Supervising the students on Astrid are four teachers, two of whom are project leaders who juggle teaching class twice over to accommodate the watches with setting exams and keeping order.

Math and geography teacher Thomas Suermann is proof that no previous seagoing experience is necessary.

“I’ve never sailed before in my life,” he said. However, he endorses the value of this kind of experience. “The learning comes alive. We make the teaching and subjects compatible to the trip, so we’ve been studying the tropics and the history around the Caribbean and Central America, for example.”

The students from both the Astrid and the Johann Smidt are continuing their education-with-a-difference this month by taking intensive Spanish classes at San José-based language school the British Institute and living with Tico families. Another project will split them into groups of five with a teacher to organize a trip anywhere in the country, on a maximum $30-per-person allowance to cover all costs. During this “expi-week” they must also complete a self-assigned task and present their findings. Finally, they all head to San Isidro de El General in the Southern Zone to work as volunteers on an organic coffee and sugarcane farm, part of the Finca Soñador program begun in 1979 to provide homes and work for victims of the wars in El Salvador and Nicaragua, as well as for displaced indigenous Cabécar families in Costa Rica.

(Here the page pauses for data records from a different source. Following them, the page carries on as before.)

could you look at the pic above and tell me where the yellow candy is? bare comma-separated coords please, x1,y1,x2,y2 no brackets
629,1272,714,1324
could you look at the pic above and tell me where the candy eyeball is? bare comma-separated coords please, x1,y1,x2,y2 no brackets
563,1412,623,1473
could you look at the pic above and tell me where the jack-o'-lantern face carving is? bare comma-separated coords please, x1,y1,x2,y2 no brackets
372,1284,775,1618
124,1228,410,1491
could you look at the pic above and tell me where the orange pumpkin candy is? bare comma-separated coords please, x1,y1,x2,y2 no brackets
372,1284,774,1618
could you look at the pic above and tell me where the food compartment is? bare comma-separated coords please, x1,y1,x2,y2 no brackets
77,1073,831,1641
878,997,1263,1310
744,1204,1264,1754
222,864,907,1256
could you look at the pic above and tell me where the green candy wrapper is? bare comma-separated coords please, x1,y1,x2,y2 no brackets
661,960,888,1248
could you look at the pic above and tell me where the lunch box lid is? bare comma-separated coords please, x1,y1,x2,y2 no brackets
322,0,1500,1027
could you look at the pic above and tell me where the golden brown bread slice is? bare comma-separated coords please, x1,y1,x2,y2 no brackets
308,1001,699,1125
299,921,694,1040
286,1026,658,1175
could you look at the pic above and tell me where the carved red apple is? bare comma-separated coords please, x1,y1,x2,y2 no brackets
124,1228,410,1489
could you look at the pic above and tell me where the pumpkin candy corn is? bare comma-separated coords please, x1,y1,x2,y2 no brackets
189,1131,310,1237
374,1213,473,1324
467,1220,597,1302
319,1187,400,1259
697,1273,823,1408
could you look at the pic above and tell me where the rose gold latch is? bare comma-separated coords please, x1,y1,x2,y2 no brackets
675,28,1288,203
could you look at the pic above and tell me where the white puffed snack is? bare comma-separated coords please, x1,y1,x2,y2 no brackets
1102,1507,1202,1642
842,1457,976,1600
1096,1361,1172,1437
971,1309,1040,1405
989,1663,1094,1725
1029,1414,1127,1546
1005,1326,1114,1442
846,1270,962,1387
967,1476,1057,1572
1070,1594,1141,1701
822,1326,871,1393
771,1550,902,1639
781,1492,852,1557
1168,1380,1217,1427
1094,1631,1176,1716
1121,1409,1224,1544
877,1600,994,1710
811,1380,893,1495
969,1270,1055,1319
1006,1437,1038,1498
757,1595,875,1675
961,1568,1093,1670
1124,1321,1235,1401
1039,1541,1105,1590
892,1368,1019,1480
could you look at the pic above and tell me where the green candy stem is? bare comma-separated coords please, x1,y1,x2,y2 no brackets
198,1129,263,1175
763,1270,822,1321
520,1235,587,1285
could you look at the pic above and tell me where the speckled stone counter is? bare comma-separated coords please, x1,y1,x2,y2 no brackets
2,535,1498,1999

Come May, when the sailing ships berth in Hamburg, these kids will surely give the lie to the Pink Floyd cult refrain, “We don’t need no education.” More like: “Give me more!”

Both the Astrid and the Johann Smidt are due to depart Limón Feb. 5. While the Johann Smidt has left the port to do two two-week cruises with tourists, the Astrid remains around Limón and points south, and may be visible on the horizon.